Phylogenetic reconstruction of Anglo-Saxon month names in De temporum ratione

   The cladogram above (Figure 1) shows the relative similarity of Old English words across the oldest digitized manuscripts of De temporum ratione, chapter 15. The manuscripts were written between 780-836 CE and are the earliest record of Anglo-Saxon month names and calendar terms (Table 1). Descending from a 725 CE original, they contain many spelling variations, with less than 50% consensus in 13 of 30 phrases (Table 2). Since consensus-based reconstruction can also be biased by error propagation, a phylogeny was computed to determine their most likely initial spelling (Table 3):

PhraseAssociationIndexAppearance[1]
monamoonB1
monathmonthA2
giuliDecember/JanuaryA3
solmonathFebruaryA4
rhedmonathMarchA5
eosturmonathAprilC6
trimilciMayA7
lidaJune/JulyB8
ueodmonathAugustB10
halegmonathSeptemberB11
uintirfyllithOctoberB12
blotmonathNovemberB13
modranectmidwinter nightB15
trilidiintercalary yearD17
rhedaMarch goddessA22
eostreApril goddessD24

   Excluding capitalizations, nearly half are spelled differently to the 1943 reconstruction[2] and 1999 translation[3] of De temporum ratione. Also interesting is the consistent spelling of lida and trilidi as lfda and trilfdi in only the oldest manuscript (A). This was either a systematic error or the sole instance of the correct spelling. Both options are possible in one model, but the latter requires all other mentions to descend from copy errors. If lfda was correct, it may be related to the Old English word ælfe[4] for the river Elbe. This is supported by the associated Latin translation of navigable[5] and the different initial appearance of i and f. This is unsupported by the lack of a preceding vowel in lfda.


Methods
Data and R code

   Input data was derived from base transcriptions in plain-text format excluding whitespaces, punctuation, capitalization, and separable latin words. The 30 phrases were considered individually, and all variants present in at least two manuscripts were scored numerically as 0, 1 or NA (Table 4). A neighbor-joining phylogeny was coded in R, with nodes defined as the collective mean of every descendant, and similarity scores as the negative mean absolute difference of each trait. Collective means were used instead of progressive means to limit the bias of individual manuscripts on the reconstructed nodes in situations of close similarity (example FLJM). Mean absolute differences were used instead of Euclidean distances to limit the influence of missing data or NA.

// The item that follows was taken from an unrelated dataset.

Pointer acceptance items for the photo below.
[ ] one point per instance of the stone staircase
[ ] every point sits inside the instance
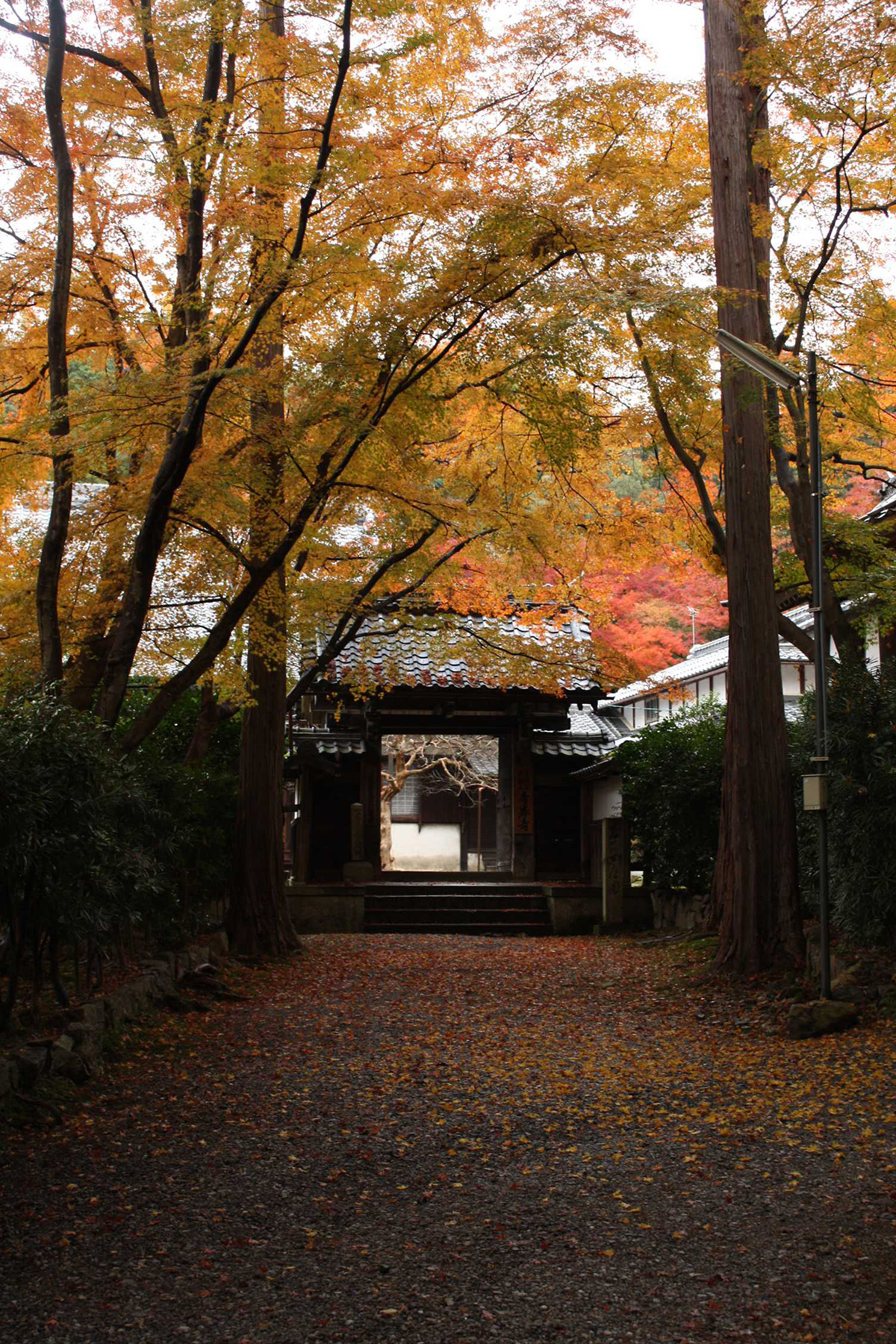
(470, 907)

   A leave-one-out cross validation for each manuscript (n=13) and trait (n=41) was done to account for individual biases, and repeated after removing 8 redundant traits (1,9,10,11,13,21,27,35) to allow for systematic changes (example uu for u). Each one resulted in the same overall structure of the 4 color-coded groups shown in the cladogram, which are loosely associated with geography and share unique variants. The red Gallo-Romance group (FLJMBI) used hr in hredmonath and hreda, o in ueodmonath, d in the first drimilci, and replaced e with æ and o with u in the first æustur. The green Franconian group (CGE) added u to uueudmonath and uuintirfyllith, and a distal h to trimilchi. The purple Franconian group (HK) added a proximal h to thrimilci. Both Franconian groups used rh in rhedmonath and rheda, and u in ueudmonath. The brown Irish group (AD) shared an absence of h and a near-absence of i to y substitutions in trimilci, trilidi and uintirfillit, and used rh in rheda.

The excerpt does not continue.